[B.A.T.M.A.N.] Removing a node causing mesh to stop

Sven Eckelmann sven at narfation.org
Fri Apr 12 09:12:35 CEST 2019


On Friday, 12 April 2019 08:00:11 CEST Lucas Pickstone wrote:
> We have problem where our mesh is failing after a node is removed from
> it. We have a test set up of 3 computers (A, B and C) that can all
> directly see each other in an ad hoc wireless network.
> 
> When we remove a node, the mesh between the remaining two nodes
> continues to work for a time (batman pings get through), but "batctl
> o" shows nothing recently last-seen.
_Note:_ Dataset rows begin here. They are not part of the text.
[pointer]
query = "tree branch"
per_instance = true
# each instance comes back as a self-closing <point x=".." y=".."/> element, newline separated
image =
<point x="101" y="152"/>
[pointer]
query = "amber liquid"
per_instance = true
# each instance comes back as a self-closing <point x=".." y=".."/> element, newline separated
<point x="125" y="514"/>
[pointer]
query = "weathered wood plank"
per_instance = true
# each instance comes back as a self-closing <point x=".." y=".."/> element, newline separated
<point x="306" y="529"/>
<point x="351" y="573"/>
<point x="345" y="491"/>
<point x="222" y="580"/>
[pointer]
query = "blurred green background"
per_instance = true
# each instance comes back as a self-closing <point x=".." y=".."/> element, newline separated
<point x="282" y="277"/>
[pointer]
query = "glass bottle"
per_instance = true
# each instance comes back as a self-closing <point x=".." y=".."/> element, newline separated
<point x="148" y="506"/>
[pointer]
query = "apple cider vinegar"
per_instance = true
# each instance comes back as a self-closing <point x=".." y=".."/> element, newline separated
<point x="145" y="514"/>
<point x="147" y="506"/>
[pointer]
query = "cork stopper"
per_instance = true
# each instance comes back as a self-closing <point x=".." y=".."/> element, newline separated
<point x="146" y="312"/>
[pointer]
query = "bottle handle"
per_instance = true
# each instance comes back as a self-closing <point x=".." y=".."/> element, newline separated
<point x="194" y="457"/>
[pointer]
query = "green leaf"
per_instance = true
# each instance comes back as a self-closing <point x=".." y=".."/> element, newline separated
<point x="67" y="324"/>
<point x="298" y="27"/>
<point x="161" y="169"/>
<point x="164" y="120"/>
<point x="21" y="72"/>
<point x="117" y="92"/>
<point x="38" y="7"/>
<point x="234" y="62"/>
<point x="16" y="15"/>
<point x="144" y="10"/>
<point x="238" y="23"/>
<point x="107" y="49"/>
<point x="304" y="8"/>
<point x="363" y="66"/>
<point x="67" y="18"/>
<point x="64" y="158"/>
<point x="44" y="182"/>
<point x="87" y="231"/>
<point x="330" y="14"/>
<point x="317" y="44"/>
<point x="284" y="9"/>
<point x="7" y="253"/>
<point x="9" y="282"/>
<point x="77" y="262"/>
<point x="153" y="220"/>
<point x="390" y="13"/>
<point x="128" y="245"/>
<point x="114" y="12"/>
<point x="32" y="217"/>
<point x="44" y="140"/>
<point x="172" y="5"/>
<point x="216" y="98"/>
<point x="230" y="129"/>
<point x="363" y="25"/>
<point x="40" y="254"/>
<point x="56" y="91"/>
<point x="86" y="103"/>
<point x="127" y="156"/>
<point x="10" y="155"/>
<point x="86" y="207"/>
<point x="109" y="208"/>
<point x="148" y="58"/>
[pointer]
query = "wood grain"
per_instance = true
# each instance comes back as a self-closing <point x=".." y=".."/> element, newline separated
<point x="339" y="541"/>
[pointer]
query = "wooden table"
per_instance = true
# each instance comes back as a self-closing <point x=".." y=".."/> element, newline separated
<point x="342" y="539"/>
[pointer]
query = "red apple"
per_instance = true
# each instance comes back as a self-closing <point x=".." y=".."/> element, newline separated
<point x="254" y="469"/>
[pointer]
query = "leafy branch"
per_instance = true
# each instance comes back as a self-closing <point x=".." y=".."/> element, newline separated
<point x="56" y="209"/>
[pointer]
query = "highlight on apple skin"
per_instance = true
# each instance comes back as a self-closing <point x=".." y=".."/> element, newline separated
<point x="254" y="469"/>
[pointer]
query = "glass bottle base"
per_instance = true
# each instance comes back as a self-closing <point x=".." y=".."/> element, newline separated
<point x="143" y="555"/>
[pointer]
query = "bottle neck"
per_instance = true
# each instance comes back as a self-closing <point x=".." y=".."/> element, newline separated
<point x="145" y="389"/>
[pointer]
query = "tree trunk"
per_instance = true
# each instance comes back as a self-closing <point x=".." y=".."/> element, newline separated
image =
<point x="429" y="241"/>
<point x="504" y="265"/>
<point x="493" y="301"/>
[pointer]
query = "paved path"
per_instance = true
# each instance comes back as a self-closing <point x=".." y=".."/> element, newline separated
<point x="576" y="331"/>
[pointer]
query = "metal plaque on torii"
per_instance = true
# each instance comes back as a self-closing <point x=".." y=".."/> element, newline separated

Once it times out after 200
> seconds, the mesh dies (no further pings via batman get through).

It is normal that the mesh closes down when there are no remaining paths to 
the originators (your originators table was completely empty when the mesh 
broke down). Since it looks like it is working in unicast while the last-seen 
goes up, I would guess that broadcast packets on the underlying layer are 
either not correctly send or not correctly received by the wifi driver/
firmware on the remaining nodes.

Unsure how this is triggered by removing a single node. But in case you are 
using meshpoint interfaces with mesh_fwding=1 (which is wrong) and a higher 
multicast rate, it could have been that the removed nodes was actually 
relaying the bcast/mcast packets (which might be send with a higher rate as 
suggested on open-mesh.org - or which maybe was automatically selected by the 
ath10k firmware) and the remaining nodes B+C cannot really communicate on the 
selected mcast/bcast rate directly with each other.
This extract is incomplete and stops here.